No Body Home

Steam (Windows, Mac). Collaborators: GJ Lee, David Kirman.

A cute and dark cooperative platformer about two little ghosts searching for delicious cake in a house that’s haunted … with humans!

CO-OP PLAY: Team up with your friend to rummage the haunted house! Work together to find all the secret cake, but avoid humans at all costs!

REMOTE PLAY: No buddy home? Steam Remote Play lets you play with a friend over the internet!

NO BODY HOME (20+ levels): Follow a fully-narrated main storyline. Who are these ghosts? Why is there so much cake? What happens when we find out what we really are? Unveil the mystery of this haunted house, and all of its twists and turns, level by level.

NO BODY MANSION: Unlock even more levels, with more secrets, more cake, and more candy! Discover hidden light switches, trampolines, bouncy balls, candles, seesaws, chandeliers, tires, cannons, and more!

SIMPLE CONTROLS, EXPRESSIVE MOVEMENT: Simply run, crouch, and jump for the doors! Or, wall jump, long jump, pivot jump, crawl, ground pound, and more! A wide range of movement options lets you traverse a responsive world in creative ways. Make a mess!

SECRETS? Find them in every level! It’s a haunted house, after all!



No Body Home at Steam
No Body Home at The Sheep’s Meow


Teaser & Gameplay



Satisfying player movement

  • Simply moving around is fun
  • A wide range of movement options lets players traverse space in a variety of ways
  • Hand-crafted levels support the player’s creativity with movement

The world is responsive

  • Objects are fun to play with on their own
  • Physical humor that mix ordinary objects behaving in abnormal ways

Secrets to discover

  • Collectibles are hidden in interesting ways that support accidental discovery
  • Use the darkness and light to hide other surprises

Cooperative level design

  • Interesting interactions between 2 players
  • Puzzles are never too punishing and platforming is never too hard
  • No time pressure to allow exploration

Storybook charm

  • Mixture of cute and dark
  • Mixture of polished vector art and crude cutouts
  • Combines the cute with the dark using polished vector art and crude cutouts
  • Illustrated popup children’s graphic novel storybook
  • Surreal mixture of old-fashioned and contemporary


Player Movement

The ghosts have a complex moveset. When possible, the level should take advantage.

  • JUMP: A button
  • CROUCH: LB or RB
  • BREAK BRICKS: crouch in the air
  • HIGH JUMP: while crouching, jump
  • LONG JUMP: run, crouch, jump
  • PIVOT JUMP: change direction, then jump
  • WALL JUMP: cling to the wall, then jump
  • IDLE: not pressing anything
  • RUN: moving left or right (no run button)
  • WALL CLING: pressing against the wall
  • CRAWL: moving while holding crouch


Level Design

Snap to 32×32 grid. Use 16×16 for fine adjustments if necessary.


Perfect Jump Distances

It’s satisfying when jumps and platforms match nearly perfectly; so it’s useful to know perfect jump distances. Here are some examples:


Designing for two players

Both players should experience laddering from easy to hard, and be given a sense of progress.

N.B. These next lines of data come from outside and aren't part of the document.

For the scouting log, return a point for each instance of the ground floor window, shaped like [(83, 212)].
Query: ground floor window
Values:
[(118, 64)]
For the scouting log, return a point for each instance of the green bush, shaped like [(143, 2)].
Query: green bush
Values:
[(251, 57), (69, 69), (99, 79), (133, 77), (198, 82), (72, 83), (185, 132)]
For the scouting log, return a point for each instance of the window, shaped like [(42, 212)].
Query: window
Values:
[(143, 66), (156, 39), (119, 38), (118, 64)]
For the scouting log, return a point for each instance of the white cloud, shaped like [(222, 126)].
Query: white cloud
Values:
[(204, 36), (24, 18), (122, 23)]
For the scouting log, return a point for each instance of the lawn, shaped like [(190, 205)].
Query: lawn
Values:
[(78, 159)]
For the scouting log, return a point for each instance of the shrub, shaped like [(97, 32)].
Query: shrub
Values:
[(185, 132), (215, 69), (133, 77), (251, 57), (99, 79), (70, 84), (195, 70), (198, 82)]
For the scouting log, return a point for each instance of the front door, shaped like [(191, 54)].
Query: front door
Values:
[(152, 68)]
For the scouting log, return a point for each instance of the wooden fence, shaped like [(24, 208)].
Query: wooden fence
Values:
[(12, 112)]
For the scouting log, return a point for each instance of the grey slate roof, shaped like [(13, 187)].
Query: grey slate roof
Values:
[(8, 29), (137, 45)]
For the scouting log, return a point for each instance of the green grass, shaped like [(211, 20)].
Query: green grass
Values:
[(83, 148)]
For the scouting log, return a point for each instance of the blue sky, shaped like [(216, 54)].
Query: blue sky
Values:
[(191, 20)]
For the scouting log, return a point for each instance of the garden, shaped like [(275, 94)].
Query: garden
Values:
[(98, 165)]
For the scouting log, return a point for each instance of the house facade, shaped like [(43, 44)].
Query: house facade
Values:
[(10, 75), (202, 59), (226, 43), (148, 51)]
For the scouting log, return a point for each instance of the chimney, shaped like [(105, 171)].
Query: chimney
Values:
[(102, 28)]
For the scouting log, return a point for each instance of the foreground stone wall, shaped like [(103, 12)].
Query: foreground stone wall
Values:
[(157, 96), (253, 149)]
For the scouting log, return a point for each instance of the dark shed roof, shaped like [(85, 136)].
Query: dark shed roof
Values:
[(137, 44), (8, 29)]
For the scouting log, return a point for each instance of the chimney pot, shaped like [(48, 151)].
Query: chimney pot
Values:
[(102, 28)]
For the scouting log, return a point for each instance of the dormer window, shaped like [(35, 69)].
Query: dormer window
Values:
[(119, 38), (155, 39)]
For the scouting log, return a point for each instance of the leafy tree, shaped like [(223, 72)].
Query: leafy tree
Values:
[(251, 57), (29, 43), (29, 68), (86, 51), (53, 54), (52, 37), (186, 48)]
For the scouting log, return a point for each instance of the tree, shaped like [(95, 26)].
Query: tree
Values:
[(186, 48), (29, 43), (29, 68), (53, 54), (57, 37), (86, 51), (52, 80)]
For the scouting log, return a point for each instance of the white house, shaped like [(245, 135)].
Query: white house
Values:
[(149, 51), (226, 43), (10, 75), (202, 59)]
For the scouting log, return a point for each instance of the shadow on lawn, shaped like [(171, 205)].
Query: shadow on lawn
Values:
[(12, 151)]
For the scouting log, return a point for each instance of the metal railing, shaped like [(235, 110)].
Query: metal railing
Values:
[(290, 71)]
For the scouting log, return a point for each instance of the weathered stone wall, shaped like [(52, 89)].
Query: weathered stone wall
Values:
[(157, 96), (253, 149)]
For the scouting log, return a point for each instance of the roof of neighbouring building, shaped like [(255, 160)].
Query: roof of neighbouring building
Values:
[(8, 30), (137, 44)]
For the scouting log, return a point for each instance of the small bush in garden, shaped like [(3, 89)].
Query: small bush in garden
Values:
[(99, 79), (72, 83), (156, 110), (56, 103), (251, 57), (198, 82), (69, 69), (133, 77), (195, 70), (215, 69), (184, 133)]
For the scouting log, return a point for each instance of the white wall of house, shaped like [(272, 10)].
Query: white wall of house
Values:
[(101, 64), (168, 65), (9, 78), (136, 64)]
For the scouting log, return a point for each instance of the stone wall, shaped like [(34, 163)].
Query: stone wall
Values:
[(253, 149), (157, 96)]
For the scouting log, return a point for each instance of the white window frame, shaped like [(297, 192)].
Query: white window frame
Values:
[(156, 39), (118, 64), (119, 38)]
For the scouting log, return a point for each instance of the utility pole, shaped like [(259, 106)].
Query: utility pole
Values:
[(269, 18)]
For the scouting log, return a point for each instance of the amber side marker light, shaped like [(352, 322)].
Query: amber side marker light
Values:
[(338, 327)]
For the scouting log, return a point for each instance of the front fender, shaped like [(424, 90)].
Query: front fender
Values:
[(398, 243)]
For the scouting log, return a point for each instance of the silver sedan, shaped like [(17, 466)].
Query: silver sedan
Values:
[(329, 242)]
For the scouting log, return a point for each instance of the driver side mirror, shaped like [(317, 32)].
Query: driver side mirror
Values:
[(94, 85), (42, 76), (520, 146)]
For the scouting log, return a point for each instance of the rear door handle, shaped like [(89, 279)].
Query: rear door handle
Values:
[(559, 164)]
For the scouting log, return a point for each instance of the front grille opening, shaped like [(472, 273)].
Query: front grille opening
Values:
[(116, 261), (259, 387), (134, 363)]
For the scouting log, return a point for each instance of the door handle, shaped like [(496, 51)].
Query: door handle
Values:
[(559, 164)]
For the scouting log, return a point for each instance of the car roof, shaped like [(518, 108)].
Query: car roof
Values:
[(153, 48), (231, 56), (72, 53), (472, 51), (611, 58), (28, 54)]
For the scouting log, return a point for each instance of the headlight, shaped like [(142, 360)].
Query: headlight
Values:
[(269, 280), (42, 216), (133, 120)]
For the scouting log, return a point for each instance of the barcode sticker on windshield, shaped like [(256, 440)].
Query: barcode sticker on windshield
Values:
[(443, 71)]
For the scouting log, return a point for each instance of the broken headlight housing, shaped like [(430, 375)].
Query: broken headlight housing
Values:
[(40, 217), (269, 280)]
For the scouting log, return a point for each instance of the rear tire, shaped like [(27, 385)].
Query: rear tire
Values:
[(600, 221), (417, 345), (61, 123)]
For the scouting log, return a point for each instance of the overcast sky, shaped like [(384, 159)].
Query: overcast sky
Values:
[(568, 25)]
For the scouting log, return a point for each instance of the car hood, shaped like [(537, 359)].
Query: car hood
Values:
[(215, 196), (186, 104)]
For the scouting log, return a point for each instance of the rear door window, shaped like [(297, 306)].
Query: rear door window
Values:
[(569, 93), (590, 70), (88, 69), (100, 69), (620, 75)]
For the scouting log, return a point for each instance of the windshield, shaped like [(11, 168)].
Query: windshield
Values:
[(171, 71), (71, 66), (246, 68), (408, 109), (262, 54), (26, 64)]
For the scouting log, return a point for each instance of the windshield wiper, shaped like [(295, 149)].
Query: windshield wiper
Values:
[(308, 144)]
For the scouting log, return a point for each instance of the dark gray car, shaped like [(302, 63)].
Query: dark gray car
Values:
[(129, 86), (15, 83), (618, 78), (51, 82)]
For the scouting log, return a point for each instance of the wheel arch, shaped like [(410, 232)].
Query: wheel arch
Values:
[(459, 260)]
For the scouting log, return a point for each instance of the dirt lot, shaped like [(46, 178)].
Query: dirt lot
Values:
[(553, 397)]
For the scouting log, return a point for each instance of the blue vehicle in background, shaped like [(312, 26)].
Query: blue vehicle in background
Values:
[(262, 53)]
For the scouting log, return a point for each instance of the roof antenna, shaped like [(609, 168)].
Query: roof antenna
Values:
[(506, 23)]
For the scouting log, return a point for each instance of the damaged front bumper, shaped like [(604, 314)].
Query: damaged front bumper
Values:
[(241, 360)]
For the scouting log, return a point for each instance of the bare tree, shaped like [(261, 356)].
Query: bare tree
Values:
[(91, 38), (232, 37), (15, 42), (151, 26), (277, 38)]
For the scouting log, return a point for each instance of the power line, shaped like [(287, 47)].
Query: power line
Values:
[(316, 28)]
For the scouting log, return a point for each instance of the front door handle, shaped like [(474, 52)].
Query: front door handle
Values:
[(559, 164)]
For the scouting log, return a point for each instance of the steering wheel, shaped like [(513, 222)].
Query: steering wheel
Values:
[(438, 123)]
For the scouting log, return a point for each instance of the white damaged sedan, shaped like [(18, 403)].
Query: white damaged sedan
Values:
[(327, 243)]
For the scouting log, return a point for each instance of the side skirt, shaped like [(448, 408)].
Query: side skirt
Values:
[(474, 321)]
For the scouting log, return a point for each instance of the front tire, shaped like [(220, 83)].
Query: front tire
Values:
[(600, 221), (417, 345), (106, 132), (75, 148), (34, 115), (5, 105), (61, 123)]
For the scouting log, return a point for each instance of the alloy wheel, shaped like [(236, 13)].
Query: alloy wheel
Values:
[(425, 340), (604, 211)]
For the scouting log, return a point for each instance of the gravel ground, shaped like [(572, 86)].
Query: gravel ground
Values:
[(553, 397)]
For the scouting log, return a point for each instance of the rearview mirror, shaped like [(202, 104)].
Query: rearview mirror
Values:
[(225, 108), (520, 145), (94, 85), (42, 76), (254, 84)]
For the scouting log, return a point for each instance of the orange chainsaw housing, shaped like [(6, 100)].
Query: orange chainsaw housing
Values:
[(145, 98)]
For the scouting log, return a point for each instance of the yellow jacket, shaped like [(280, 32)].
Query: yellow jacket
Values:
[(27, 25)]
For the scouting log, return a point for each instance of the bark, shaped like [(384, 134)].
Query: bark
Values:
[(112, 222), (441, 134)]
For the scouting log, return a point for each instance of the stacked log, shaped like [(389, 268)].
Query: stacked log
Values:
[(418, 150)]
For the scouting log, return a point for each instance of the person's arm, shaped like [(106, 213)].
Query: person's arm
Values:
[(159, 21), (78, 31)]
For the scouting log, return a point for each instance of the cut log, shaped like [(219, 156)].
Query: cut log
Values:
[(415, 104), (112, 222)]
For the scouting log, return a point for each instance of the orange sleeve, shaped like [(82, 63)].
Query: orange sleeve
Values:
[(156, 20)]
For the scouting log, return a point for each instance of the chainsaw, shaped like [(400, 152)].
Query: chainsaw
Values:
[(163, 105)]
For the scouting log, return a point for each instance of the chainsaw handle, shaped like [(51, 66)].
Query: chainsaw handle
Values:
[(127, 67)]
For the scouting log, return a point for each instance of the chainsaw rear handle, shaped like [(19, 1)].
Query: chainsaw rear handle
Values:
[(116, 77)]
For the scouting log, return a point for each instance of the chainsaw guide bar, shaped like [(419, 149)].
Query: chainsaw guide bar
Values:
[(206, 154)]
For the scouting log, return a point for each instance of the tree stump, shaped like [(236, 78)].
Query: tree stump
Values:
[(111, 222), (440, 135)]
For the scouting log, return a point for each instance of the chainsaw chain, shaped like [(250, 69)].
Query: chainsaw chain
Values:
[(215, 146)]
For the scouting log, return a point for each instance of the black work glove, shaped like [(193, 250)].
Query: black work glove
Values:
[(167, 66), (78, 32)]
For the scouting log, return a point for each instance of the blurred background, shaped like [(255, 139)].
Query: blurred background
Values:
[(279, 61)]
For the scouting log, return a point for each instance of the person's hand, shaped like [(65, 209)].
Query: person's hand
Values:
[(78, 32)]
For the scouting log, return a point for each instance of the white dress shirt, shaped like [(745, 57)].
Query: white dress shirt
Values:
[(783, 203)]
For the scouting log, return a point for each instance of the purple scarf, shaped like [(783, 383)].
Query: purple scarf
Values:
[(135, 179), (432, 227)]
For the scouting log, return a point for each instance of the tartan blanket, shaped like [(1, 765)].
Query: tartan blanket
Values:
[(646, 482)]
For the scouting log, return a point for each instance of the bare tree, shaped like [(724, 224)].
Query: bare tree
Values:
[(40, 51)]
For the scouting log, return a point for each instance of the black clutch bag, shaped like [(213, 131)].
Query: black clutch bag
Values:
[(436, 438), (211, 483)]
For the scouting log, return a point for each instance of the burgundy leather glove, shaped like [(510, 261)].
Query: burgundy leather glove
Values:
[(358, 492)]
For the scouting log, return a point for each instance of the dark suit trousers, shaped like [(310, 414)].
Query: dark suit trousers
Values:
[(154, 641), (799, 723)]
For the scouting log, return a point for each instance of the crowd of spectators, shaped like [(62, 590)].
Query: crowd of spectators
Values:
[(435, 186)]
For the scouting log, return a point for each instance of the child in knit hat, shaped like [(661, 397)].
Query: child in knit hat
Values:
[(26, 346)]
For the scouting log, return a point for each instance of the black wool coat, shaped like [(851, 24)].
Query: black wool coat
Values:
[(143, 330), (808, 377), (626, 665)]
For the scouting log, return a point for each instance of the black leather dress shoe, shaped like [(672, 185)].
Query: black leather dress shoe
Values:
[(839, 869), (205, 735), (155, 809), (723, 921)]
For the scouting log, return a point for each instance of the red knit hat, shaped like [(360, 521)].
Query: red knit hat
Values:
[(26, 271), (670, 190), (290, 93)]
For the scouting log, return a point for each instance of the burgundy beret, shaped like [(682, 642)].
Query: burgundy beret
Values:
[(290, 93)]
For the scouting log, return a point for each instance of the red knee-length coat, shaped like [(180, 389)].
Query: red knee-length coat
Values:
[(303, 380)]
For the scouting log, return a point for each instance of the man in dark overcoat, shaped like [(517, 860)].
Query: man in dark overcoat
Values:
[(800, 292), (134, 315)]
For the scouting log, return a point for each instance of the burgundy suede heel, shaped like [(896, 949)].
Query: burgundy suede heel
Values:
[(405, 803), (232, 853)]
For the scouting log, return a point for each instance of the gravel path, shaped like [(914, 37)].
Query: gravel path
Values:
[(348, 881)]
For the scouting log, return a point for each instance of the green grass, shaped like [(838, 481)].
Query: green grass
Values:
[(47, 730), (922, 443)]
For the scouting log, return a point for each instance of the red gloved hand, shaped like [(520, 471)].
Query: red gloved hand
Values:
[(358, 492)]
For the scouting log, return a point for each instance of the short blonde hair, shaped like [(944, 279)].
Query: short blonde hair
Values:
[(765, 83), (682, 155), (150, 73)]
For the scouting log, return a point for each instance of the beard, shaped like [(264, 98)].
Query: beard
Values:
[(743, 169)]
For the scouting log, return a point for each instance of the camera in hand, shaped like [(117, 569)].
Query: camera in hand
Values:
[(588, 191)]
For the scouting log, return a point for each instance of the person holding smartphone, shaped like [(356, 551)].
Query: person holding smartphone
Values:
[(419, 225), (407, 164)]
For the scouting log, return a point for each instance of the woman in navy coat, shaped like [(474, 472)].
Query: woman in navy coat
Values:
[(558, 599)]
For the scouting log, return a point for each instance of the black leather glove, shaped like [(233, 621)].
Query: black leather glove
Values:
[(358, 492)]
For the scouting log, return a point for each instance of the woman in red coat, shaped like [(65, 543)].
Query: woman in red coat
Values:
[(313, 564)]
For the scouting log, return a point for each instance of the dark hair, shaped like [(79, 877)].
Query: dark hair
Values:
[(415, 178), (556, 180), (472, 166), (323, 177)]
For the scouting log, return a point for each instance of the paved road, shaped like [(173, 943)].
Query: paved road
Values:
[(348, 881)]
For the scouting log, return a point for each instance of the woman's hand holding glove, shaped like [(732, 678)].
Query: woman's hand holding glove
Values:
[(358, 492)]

When testing, note any extremes: 

  • One player shouldn’t be subject to excessive delay by their partner
  • One player shouldn’t be able to solve everything for both players

Two-Player Level Variations

  • ghosts are together
  • ghosts are separate
  • ghosts start together, but are forced to split up
  • ghosts start separate, and meet
  • if ghosts are separate, they could be faraway, or they could be nearby yet separated by walls


  • No Body Home any% – Completing No Body Home should be pretty easy. Small levels with a clearly obvious way to get to the door.
  • No Body Home 100% – Finding the cake on each level should require teamwork, coordination, or communication. Players talking to each other is a good sign.
  • No Body Mansion – A wide range of levels, including some very difficult or very large levels. 


Use lights to show the way next. Light up:

  • Corners
  • Landmarks
  • Key obstacles

Lights can also be used to highlight secrets (but not necessarily the path to the secret), or the converse (to hint at a secret path, only revealing a secret when the player follows).